Shots are 22-22. That’s how good of a period the Golden Knights have had.
Final minute of the period was a doozy.
Parker Wotherspoon had open space ahead of the left point and walked in, but Hill blocked away his wrist shot aimed for the top left (near) corner, and Vegas was off to the races on a 3-on-1. Jonathan Marchessault carried down right wing, but Carlo picked off his pass to the middle, and the Bruins escaped further damage.
Shots after two periods: 24-23 Boston.
THIRD PERIOD
Big shift for Vegas, but Kolesar off for crosschecking Wotherspoon to the ice at 3:08. Bruins to the powerplay for the first time tonight. Delay for Swayman (equipment … left skate or pad strap).
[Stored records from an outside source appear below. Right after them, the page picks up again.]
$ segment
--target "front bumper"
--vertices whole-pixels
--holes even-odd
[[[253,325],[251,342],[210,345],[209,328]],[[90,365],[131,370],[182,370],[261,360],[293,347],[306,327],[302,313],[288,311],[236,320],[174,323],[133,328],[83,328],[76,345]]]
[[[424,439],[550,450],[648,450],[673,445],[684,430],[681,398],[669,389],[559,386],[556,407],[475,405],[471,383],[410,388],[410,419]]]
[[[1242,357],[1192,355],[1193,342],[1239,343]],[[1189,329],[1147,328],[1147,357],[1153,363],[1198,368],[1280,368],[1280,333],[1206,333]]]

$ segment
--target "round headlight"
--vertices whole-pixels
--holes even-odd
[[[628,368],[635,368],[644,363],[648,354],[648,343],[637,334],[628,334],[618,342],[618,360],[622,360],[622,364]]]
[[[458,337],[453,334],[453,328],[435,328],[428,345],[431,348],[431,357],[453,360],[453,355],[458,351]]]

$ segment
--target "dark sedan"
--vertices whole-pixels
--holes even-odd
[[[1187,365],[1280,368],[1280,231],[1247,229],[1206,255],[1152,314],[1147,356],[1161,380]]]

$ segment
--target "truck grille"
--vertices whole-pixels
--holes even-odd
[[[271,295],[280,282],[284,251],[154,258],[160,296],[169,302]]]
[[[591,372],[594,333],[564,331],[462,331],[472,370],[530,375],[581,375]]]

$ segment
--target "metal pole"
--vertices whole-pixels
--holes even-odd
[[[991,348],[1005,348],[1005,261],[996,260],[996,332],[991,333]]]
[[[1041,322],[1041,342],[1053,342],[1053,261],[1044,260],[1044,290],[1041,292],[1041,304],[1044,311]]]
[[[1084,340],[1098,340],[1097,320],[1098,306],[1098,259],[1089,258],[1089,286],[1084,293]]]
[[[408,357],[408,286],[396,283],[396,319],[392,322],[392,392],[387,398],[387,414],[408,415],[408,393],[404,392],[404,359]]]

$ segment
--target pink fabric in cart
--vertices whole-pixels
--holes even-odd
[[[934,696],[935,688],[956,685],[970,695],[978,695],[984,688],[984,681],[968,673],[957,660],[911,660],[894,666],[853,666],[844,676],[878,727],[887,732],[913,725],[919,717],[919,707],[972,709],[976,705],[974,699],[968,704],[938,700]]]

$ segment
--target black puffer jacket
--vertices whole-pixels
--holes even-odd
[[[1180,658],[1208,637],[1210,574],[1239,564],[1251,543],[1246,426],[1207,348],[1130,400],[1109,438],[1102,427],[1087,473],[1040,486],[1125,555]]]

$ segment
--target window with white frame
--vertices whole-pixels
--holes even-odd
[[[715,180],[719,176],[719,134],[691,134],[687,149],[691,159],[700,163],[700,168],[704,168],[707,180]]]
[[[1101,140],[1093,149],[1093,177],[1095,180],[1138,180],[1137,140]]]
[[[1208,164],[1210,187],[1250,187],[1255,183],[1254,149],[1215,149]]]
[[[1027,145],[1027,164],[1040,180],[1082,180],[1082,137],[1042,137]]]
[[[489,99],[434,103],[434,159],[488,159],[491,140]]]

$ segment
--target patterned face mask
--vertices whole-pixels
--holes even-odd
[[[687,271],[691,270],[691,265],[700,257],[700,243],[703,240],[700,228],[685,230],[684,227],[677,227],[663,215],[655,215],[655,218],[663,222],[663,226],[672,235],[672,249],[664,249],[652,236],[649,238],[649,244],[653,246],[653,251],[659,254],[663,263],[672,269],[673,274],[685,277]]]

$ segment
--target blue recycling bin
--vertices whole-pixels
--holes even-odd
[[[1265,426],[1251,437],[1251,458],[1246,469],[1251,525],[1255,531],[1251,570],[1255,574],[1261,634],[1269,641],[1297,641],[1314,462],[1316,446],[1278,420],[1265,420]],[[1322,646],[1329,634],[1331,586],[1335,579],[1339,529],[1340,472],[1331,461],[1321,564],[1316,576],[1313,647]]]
The Bruins put on a great puck-possession display but forgo shooting the puck until the balcony starts screaming at the players. Finally, Hill stops a goalmouth feed to Marchand. Now Pastrnak has a bouncing puck in the high slot, this is trouble. Chandler Stephenson takes off with it with help from Roy and beats Swayman over the glove to tie the game 4-4 at the 5:01 mark. Second short-handed goal of the season for Stephenson.
This crowd has gone silent.
Vegas pressures the Bruins, but when Boston finally gets back on the attack Lauko frees up the puck with help from Boqvist and Brazeau. McAvoy, who seems to be out there a lot in the third period, takes the relay and finds Boqvist wide open, but he waits as Hill cuts down the angle and a hard shot won’t get through.
Pastrnak complains to the ref about a shove from Cotter as he was on the chase to the end boards. Then Boqvist got dumps outside the Vegas zone, and Sheldon Remphal goes to the box with 6:25 left in regulation.
Bruins get another powerplay late in a 4-4 game.
Pastrnak fans on the puck at the right point, but the Bruins are regrouping so not a break for Vegas, Hill stops Zacha from the left circle.
Mason Lohrei finds daylight from the right circle wide of the dot with 12 seconds left on the PIM and 4:37 left in regulation time. 5-4 Boston.
Bad icing call against the Bruins, but they win the draw and will make Vegas go 200 feet.
DeBrusk has his legs over the boards on a change and he almost gets hit by a Vegas pass at the Boston bench (contact would have been too many men on the ice). Instead, it was icing on Vegas. Just missed him.
Here comes Vegas’s big chance, as Matt Grzelcyk is whistled off with 2:59 left in the third period. Bruins lead, 5-4.
Vegas to the powerplay…
Marchand with a short-handed bid, save Hill, but faceoff in the Vegas end. 1:33 left on Grzelcyk’s PIM, 2:31 on the game clock. Bruce Cassidy calls uses his timeout, obviously a big part of it to set a strategy for getting Hill out of the net for a sixth attacker.
Hill to the bench with 1:45 left in the game and 45 seconds on Grzelcyk’s penalty for holding the opponent’s stick.
Big scrum in front, Swayman freezes the puck.
Jim Montgomery uses his timeout with 1:38 left (40 seconds on Grizz).
Coyle wins the draw, Bruins clear. Vegas gets it back, Stephenson, save Swayman. That was it. Grizz is out, so’s the puck.
Vegas cuts off the halfwall plays and gets another shot, but it sizzles wide of the far post.
Faceoff in the Bruins zone with 12.9 seconds. Coyle didn’t win the draw, but he blocked the final shot, and the Bruins finally survive a comeback bid, this one from the defending Stanley Cup champion. Bruins win, 5-4.